ぼわんと頬が熱くなり恥ずかしさから、かたらは両手で顔を覆った。脳内に浮かんだ昨夜のイメージを必死に打ち消すが、一旦思い出してしまったものはそう簡単に消えてはくれない。

「葉月、旦那と仲良くやってんなら何よりでさァ…別にとやかく言うつもりはねーから安心しな」
「っ…安心しろと言われても信用できません。その前にセクハラ発言をやめてください…!」
「だったらお前もその雌豚みてーな顔をやめなせェ、俺から言わせりゃお前の存在自体がセクハラでィ」
「なっ、…それ…どういう意味ですか!?」
「ちったァ自分で考えな。分からねーなら鏡でも見てみなせェ…じゃーな、おやすみィ」

気だるげに去っていく沖田の言う通りに、かたらは手洗い場の鏡をのぞいてみた。

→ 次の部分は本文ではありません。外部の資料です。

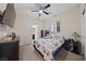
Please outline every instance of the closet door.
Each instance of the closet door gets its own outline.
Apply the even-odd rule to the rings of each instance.
[[[82,54],[86,59],[86,7],[82,4]]]

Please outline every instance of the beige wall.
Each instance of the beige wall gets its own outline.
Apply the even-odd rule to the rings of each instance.
[[[2,8],[1,8],[2,10]],[[44,28],[44,22],[40,20],[36,20],[30,17],[26,12],[22,13],[19,9],[16,11],[16,20],[14,23],[14,28],[10,28],[9,26],[0,25],[0,33],[16,33],[21,37],[20,46],[32,42],[32,26],[39,25],[39,31]],[[40,34],[39,34],[40,35]]]
[[[14,28],[11,31],[15,31],[21,37],[20,46],[30,43],[33,35],[33,25],[39,25],[39,31],[42,29],[44,23],[39,20],[34,20],[28,14],[23,14],[16,11],[16,21]],[[40,35],[40,34],[39,34]]]
[[[59,13],[58,15],[53,16],[46,21],[45,28],[49,28],[51,22],[60,21],[61,24],[61,34],[65,36],[65,38],[71,37],[74,31],[81,34],[81,11],[79,5]]]

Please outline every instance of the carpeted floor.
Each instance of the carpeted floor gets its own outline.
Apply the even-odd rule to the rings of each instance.
[[[54,57],[54,61],[83,61],[81,55],[61,50]],[[20,48],[20,61],[44,61],[42,56],[34,49],[32,44],[25,44]]]

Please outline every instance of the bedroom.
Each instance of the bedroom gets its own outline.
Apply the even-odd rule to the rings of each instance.
[[[40,5],[44,7],[46,4],[44,3]],[[7,4],[1,5],[0,10],[4,11]],[[34,3],[15,3],[14,8],[16,13],[14,26],[12,27],[11,24],[11,27],[0,25],[0,34],[2,35],[4,33],[4,35],[7,35],[10,33],[15,33],[17,36],[20,36],[19,59],[22,61],[42,61],[41,55],[32,46],[34,42],[33,36],[35,35],[35,39],[38,39],[41,35],[45,35],[45,33],[41,34],[41,31],[59,31],[59,34],[61,34],[66,40],[74,38],[74,36],[76,37],[75,39],[79,39],[79,36],[82,36],[82,12],[84,4],[50,3],[50,8],[46,10],[50,14],[46,15],[45,13],[40,12],[40,16],[38,12],[30,12],[33,9],[38,9],[38,7],[35,8]],[[56,25],[57,23],[59,25],[58,29]],[[84,42],[81,42],[81,44],[79,42],[76,43],[75,49],[77,50],[74,48],[65,48],[67,51],[62,50],[62,52],[57,54],[54,60],[84,60]],[[76,48],[77,46],[78,48]],[[70,52],[71,49],[74,50]]]

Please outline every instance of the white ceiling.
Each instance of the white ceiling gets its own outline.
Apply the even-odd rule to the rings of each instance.
[[[35,8],[35,3],[15,3],[15,10],[19,13],[27,14],[30,17],[34,18],[41,18],[46,20],[49,18],[58,13],[61,13],[67,9],[71,9],[76,5],[76,3],[51,3],[51,7],[47,9],[47,11],[51,12],[49,15],[41,14],[41,16],[38,16],[38,12],[30,12]]]

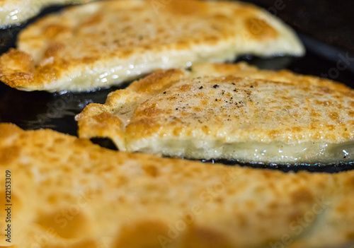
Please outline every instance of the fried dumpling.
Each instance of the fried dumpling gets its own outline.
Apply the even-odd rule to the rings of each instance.
[[[301,56],[294,32],[238,1],[119,0],[69,8],[30,25],[0,58],[0,80],[23,90],[87,91],[157,69],[241,54]]]
[[[354,171],[166,159],[1,124],[0,172],[1,246],[7,228],[21,248],[318,248],[354,240]]]
[[[246,64],[162,70],[91,104],[79,136],[130,152],[267,164],[354,159],[354,90]]]
[[[83,4],[93,0],[1,0],[0,28],[21,24],[51,5]]]

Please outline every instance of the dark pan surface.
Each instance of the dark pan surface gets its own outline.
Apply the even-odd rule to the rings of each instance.
[[[51,7],[40,16],[57,11],[62,8]],[[38,18],[40,18],[38,17]],[[33,20],[29,23],[33,22]],[[25,25],[0,30],[0,54],[14,47],[18,32]],[[307,35],[299,34],[307,52],[302,58],[275,57],[264,59],[251,56],[243,56],[236,61],[246,61],[261,69],[279,70],[287,69],[296,73],[325,77],[344,83],[354,88],[354,62],[346,61],[351,58],[346,52],[329,46]],[[344,58],[344,59],[343,59]],[[353,58],[354,59],[354,58]],[[345,69],[338,64],[347,64]],[[122,87],[101,89],[96,92],[84,93],[48,93],[46,92],[23,92],[0,83],[0,122],[14,123],[23,129],[52,129],[62,133],[76,135],[77,124],[74,116],[88,104],[104,103],[109,93]],[[108,148],[115,148],[112,142],[107,139],[93,139],[93,141]],[[209,160],[207,163],[222,163],[228,165],[236,164],[236,161]],[[310,172],[338,172],[351,170],[353,165],[333,165],[327,166],[308,166],[304,165],[288,166],[275,165],[242,165],[253,167],[268,167],[290,170],[307,170]]]

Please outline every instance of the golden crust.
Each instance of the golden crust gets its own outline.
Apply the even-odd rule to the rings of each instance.
[[[352,171],[164,159],[7,124],[0,134],[0,183],[10,170],[18,247],[323,247],[354,240]]]
[[[19,25],[50,5],[79,4],[93,0],[0,0],[0,28]]]
[[[354,158],[343,151],[351,149],[354,137],[354,91],[343,84],[244,63],[195,65],[182,75],[159,71],[111,93],[104,105],[88,105],[77,117],[79,136],[108,137],[122,150],[193,158],[281,163]],[[104,120],[97,131],[90,126],[102,110],[122,120],[123,125],[110,126],[119,137],[105,129]],[[268,145],[273,148],[261,150]],[[241,155],[251,151],[240,146],[256,150]],[[290,158],[286,150],[296,154]]]
[[[33,81],[18,77],[13,82],[12,74],[1,80],[24,90],[84,91],[159,68],[224,61],[240,54],[304,53],[288,27],[253,5],[196,0],[161,4],[107,1],[49,15],[18,37],[17,49],[35,69]],[[8,70],[17,66],[3,61],[1,66]]]

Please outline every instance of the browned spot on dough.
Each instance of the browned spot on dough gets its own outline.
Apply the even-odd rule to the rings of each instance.
[[[335,112],[331,112],[331,113],[329,113],[329,117],[332,121],[336,121],[339,118],[339,115]]]
[[[159,175],[159,170],[154,165],[147,165],[143,167],[144,170],[152,177],[156,177]]]
[[[51,45],[45,52],[45,57],[49,58],[55,56],[59,51],[63,49],[65,45],[63,43],[54,43]]]

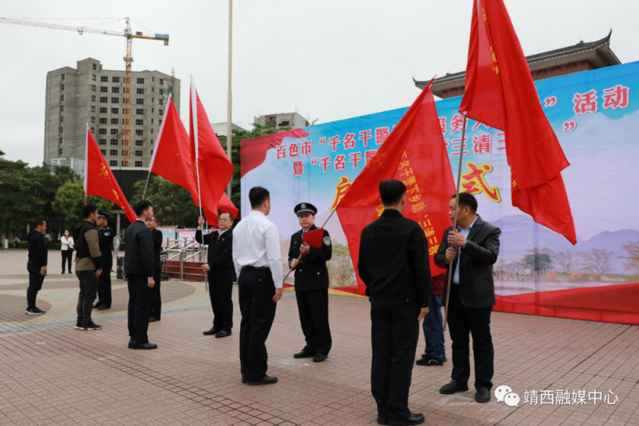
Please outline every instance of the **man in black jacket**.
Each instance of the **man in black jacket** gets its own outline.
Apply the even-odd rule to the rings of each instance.
[[[383,180],[379,194],[384,212],[361,231],[357,266],[371,301],[373,396],[381,425],[418,425],[424,416],[408,409],[408,390],[428,313],[428,242],[419,224],[402,215],[406,185]]]
[[[44,236],[47,222],[41,219],[33,221],[33,230],[27,236],[29,241],[29,260],[27,271],[29,273],[29,288],[27,289],[27,309],[29,315],[41,315],[45,312],[36,307],[36,297],[42,289],[42,283],[47,275],[48,259],[48,241]]]
[[[449,204],[453,219],[457,204],[453,195]],[[491,400],[493,383],[493,340],[491,312],[495,305],[493,265],[499,254],[499,228],[481,220],[477,214],[477,200],[467,192],[459,194],[457,229],[444,231],[435,255],[435,264],[448,269],[453,263],[448,301],[448,325],[452,341],[452,380],[440,393],[450,395],[468,390],[470,377],[469,334],[473,336],[475,359],[475,400]],[[449,244],[452,246],[449,247]],[[445,294],[442,297],[445,300]]]
[[[98,212],[98,244],[102,260],[102,273],[98,277],[98,301],[93,305],[98,310],[111,307],[111,269],[113,268],[113,239],[115,231],[109,226],[109,213]]]
[[[98,231],[93,224],[97,220],[98,209],[94,204],[82,207],[82,220],[73,228],[75,241],[75,275],[80,280],[77,296],[77,322],[75,329],[99,330],[102,325],[91,320],[91,310],[97,292],[98,279],[102,274]]]
[[[160,283],[162,279],[162,262],[160,261],[160,254],[162,252],[162,231],[155,229],[158,227],[158,221],[155,217],[146,222],[146,226],[151,230],[153,237],[153,281],[155,283],[152,289],[153,295],[151,297],[151,314],[148,318],[149,322],[160,321],[162,311],[162,296],[160,294]]]
[[[302,229],[290,237],[288,266],[295,269],[295,298],[300,323],[306,339],[306,346],[294,358],[313,357],[313,362],[322,362],[328,356],[332,346],[328,321],[328,269],[333,246],[328,231],[324,230],[322,248],[311,247],[302,241],[304,234],[315,231],[317,209],[310,202],[302,202],[293,209]],[[304,253],[305,257],[300,258]],[[297,260],[300,259],[300,260]]]
[[[155,349],[149,343],[148,318],[151,316],[153,273],[153,237],[146,221],[153,217],[153,206],[146,200],[133,207],[138,216],[125,235],[124,273],[129,280],[129,347],[132,349]]]
[[[227,212],[219,214],[219,230],[214,231],[202,238],[202,226],[204,223],[200,217],[195,241],[208,244],[207,263],[202,268],[209,279],[209,297],[213,308],[213,327],[204,334],[214,334],[221,338],[231,335],[233,328],[233,283],[237,280],[233,263],[233,215]]]

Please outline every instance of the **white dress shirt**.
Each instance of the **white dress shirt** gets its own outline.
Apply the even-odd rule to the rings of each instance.
[[[282,288],[284,267],[280,234],[261,212],[251,210],[233,230],[233,263],[238,280],[242,266],[268,267],[275,288]]]
[[[475,224],[475,222],[477,222],[477,218],[475,218],[475,220],[473,221],[470,225],[469,225],[468,228],[466,230],[462,229],[462,226],[457,226],[457,229],[459,230],[459,234],[464,236],[464,238],[468,239],[468,234],[470,234],[470,230],[472,229],[473,225]],[[459,265],[462,261],[462,250],[460,248],[457,248],[457,267],[455,268],[455,273],[453,274],[453,284],[459,284]]]

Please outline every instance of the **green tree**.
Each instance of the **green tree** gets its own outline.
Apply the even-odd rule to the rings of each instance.
[[[131,204],[142,200],[146,184],[146,180],[135,183],[135,202]],[[153,213],[160,224],[182,228],[197,226],[200,208],[193,202],[191,193],[181,186],[160,176],[153,176],[148,182],[146,200],[153,204]]]
[[[275,124],[268,124],[261,126],[260,124],[253,124],[253,129],[251,131],[245,130],[239,130],[234,129],[232,131],[233,136],[231,141],[231,161],[233,163],[233,177],[231,178],[231,201],[237,207],[237,209],[241,211],[241,195],[240,193],[240,174],[241,174],[241,161],[240,156],[240,145],[244,139],[250,139],[251,138],[257,138],[258,136],[263,136],[264,135],[270,135],[280,131],[286,131],[290,130],[288,126],[278,127]],[[219,143],[224,152],[226,151],[226,136],[219,136]]]
[[[75,224],[82,219],[84,207],[84,189],[82,180],[67,181],[58,189],[52,203],[53,211],[62,218],[60,224],[71,231]],[[109,212],[113,203],[104,198],[89,195],[87,202],[95,204],[99,210]]]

そこに映る自分の表情が雌豚だと言うなら、きっとそうなのだろう。

旅行から帰って数日後の昨夜、かたらは銀時と会っていた。
互いに見つめ合った瞬間、互いが何を欲しているかは一目瞭然で、挨拶もなく無言の銀時に手を引かれ、着いた先は如何わしいネオンが光るラブホテル街だった。ラブホの一室に入るや否や、熱い口付けから性急に互いを求め、脱ぎ散らかした服もそのままに情欲に耽ること二時間。何度も繋がっては一緒に果てた…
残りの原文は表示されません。